Modernist milliyetçi kuramın en dikkat çekici ismi belki de Çek asıllı sosyal bilimci Ernest Gellner’dir. Antropolojiden psikolojiye uzanan geniş yelpazede çalışmaları ile bilinen yazar, bu alanlardaki uzmanlıklarını ciddi tarih okumalarıyla

birleştirmek sureti ile milliyetçilik tartışmalarına değerli katkılarda bulunur. Gellner’in katkılarının değerli olması ise hem dönemine göre radikal fikirleri ile tartışmalara yeni bir boyut getirmesi, hem de bu tartışmalara ilk sosyolojik yorumu getirmesinden ileri gelmektedir.

Gellner’e göre kendisin kurduğu milliyetçilik teorisi Öklid’in teorisi gibi – kadar- ikna edici bir kesinliğe sahiptir. Aslında, bu yüzden kabul edilmemeleri mümkün değildir ancak üzücüdür ki ciddi sayıda insan ortaya konulan fikirleri kabul etmekte başarısız olmaktadır (Gellner, 1996: 110-111).

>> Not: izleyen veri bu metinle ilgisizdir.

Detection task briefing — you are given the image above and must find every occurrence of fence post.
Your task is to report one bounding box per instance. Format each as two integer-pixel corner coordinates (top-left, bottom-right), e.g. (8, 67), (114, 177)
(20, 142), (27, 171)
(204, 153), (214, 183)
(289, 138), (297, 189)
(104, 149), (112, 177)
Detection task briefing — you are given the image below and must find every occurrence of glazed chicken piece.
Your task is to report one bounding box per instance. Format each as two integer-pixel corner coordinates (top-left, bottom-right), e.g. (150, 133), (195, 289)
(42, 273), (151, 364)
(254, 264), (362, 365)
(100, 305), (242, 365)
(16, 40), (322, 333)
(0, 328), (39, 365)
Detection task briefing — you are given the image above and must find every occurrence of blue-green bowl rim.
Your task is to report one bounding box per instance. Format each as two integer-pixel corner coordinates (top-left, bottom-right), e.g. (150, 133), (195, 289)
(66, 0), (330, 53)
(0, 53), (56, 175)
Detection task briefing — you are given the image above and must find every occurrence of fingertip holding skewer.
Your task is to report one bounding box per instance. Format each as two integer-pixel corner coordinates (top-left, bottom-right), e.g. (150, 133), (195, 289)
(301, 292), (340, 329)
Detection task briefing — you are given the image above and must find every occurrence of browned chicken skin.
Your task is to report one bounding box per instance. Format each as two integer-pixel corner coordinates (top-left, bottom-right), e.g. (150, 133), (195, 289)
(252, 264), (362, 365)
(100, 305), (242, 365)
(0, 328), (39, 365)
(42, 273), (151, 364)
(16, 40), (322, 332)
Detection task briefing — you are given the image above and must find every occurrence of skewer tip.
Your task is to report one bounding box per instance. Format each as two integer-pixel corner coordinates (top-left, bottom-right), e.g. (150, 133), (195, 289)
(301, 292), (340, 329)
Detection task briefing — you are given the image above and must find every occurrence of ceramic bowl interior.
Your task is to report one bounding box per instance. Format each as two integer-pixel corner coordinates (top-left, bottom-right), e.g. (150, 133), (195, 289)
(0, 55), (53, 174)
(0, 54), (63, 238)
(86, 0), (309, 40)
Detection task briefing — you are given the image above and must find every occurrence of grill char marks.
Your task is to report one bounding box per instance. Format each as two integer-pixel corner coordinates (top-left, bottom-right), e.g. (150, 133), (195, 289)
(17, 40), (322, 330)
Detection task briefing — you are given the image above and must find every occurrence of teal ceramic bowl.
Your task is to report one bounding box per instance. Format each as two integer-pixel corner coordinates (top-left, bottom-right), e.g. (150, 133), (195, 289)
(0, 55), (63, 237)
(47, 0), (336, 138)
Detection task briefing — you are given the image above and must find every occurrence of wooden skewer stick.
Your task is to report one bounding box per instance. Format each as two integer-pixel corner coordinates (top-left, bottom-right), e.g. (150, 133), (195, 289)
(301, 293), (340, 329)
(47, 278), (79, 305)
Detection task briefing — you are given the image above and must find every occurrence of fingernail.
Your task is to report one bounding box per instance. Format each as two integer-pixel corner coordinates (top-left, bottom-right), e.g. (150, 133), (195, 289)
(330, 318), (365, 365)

Yazar tezlerinin zeminini oluşturacak olan düşüncelerini 1964 yılında yayınladığı Thought and Change isimli çalışmasında toparlar. Weber ve Durkheim’in izlerinin derin bir şekilde hissedildiği çalışmasında toplumları tarım öncesi, tarım ve endüstri toplumları olmak üzere üç tarihsel-sosyolojik aşamada inceler. Daha sonra 1983 yılında yayınladığı Nations and Nationalism isimli kitabında bu fikirlerini geliştirerek ve sistematik hale getirir. Ancak şunu da belirtmekte fayda var, yazarın milliyetçilik ile ilişkilendirilebilecek fikirleri çok çeşitli çalışmalarına yayılmış, gerek antropolojik gerek felsefi çalışmalar da dâhil olmak üzere söz konusu fikirleri düzensiz olarak eserlerine serpiştirilmiştir. Ancak bu fikirlerin genel teması çoğunlukla aynıdır.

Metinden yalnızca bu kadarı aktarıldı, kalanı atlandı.